Sondra laughed. “There’s a spider on your head!”

This one is tricky. Laughed shows action, but doesn’t necessarily describe how the sentence is spoken.

3.     Exclamation and question marks do not need additional punctuation.

Correct: “There is a spider on your head!” cried Sondra.

In this example, the exclamation mark acts as the end punctuation before the tag.

Incorrect: “There is a spider on your head!,” cried Sondra.

Here, the comma is not needed, even though a tag follows. Note also that cried is not capitalized, as it is the continuation of the sentence or quote.

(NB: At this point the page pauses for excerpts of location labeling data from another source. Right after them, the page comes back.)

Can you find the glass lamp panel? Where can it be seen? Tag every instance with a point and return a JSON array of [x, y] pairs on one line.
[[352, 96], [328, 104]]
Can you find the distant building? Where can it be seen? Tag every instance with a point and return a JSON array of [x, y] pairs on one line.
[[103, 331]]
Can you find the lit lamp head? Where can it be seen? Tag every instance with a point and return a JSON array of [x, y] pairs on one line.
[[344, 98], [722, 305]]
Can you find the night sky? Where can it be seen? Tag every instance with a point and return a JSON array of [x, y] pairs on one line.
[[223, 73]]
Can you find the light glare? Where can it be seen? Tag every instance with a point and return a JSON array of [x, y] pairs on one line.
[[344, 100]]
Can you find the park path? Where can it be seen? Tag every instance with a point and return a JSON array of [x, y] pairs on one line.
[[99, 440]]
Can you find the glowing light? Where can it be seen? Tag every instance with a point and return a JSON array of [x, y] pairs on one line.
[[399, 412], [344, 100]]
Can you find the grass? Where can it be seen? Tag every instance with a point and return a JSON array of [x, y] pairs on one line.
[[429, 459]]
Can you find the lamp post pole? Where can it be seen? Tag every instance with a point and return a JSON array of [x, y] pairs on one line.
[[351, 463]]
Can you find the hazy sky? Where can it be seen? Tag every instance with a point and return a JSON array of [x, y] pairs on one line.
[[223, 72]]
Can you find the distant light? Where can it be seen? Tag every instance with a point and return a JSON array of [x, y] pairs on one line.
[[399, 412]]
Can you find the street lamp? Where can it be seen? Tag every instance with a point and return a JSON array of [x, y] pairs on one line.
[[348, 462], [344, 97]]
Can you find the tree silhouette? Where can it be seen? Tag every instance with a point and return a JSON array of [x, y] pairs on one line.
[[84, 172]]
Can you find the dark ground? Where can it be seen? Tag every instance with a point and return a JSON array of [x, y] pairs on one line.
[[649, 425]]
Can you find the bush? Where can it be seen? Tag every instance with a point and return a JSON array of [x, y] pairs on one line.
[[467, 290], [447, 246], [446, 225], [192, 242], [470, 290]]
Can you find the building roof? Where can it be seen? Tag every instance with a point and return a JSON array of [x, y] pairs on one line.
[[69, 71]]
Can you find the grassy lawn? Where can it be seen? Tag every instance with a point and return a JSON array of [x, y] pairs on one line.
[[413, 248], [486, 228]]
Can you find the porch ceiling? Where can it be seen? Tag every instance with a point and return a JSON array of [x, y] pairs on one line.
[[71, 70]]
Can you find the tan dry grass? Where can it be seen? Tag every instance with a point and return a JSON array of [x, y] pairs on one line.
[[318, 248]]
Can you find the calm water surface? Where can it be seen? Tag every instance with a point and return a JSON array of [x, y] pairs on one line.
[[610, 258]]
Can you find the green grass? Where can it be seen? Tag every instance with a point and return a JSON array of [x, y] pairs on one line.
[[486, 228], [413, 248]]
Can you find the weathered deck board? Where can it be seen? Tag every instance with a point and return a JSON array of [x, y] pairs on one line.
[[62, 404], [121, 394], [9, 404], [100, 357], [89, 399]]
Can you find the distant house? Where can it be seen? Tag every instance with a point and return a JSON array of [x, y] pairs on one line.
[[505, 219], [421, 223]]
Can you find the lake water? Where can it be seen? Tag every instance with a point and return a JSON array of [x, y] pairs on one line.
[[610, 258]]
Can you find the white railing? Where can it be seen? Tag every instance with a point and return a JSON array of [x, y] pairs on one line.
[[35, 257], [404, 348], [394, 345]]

4.     When inserting a tag in the middle of a sentence, you’ll need to set it off with commas on both sides.

Correct:
“He is not,” she said, “your brother.”

Note the first comma inside the quotation marks, and immediately after said. Also note that your is not capitalized, as it is a continuation of the sentence or quote.

Incorrect:
“No, I am,” he said, “Your brother.”
“No, I am,” He said, “your brother.”

5.     Each time a new character speaks, it should be placed in a new paragraph or on a new line. Each line should be indented, just as a new paragraph is indented:

“What’s up, buddy?” he says, thick-tongued and edgy.
“Sky’s up,” I answer, playing along.
“And don’t forget prices,” he grumbles.
(Scott Russell Sanders, “Under the Influence”)

6.     If you really want to impress your instructor, show them you know how to use dialogue. Is your dialogue doing more than one thing? Does it not only say words, but does it show the speaker’s personality? This is a line I’ll attribute to my grammy:

“If the Lord’s willin’ and the creek don’t rise, I’ll see y’all Sunday next,” grammy said as she spat tobacco from the stoop of her front porch.

What would a reader infer from this dialogue? The voice is Southern or rural lower Midwest, so she’s obviously not from Boston. Grammy probably is not an Ivy League graduate. The tag shows that Grams chews tobacco and doesn’t care who knows it, which shows her personality. We also can infer the weather to a certain extent. Grammy is on the front porch, so it isn’t the middle of winter. This particular author tag also shows class or social status.

When incorporating dialogue into your narrative, remember that the way we talk is actually quite boring, so make the dialogue count. Get rid of the “How are you?” –  “Good. And you?” exchanges. If it is not essential, cut it. If you feel the spoken words are essential to your narrative, the words should be working on several levels.

And one last bit of advice from my grammy: actions speak louder than words.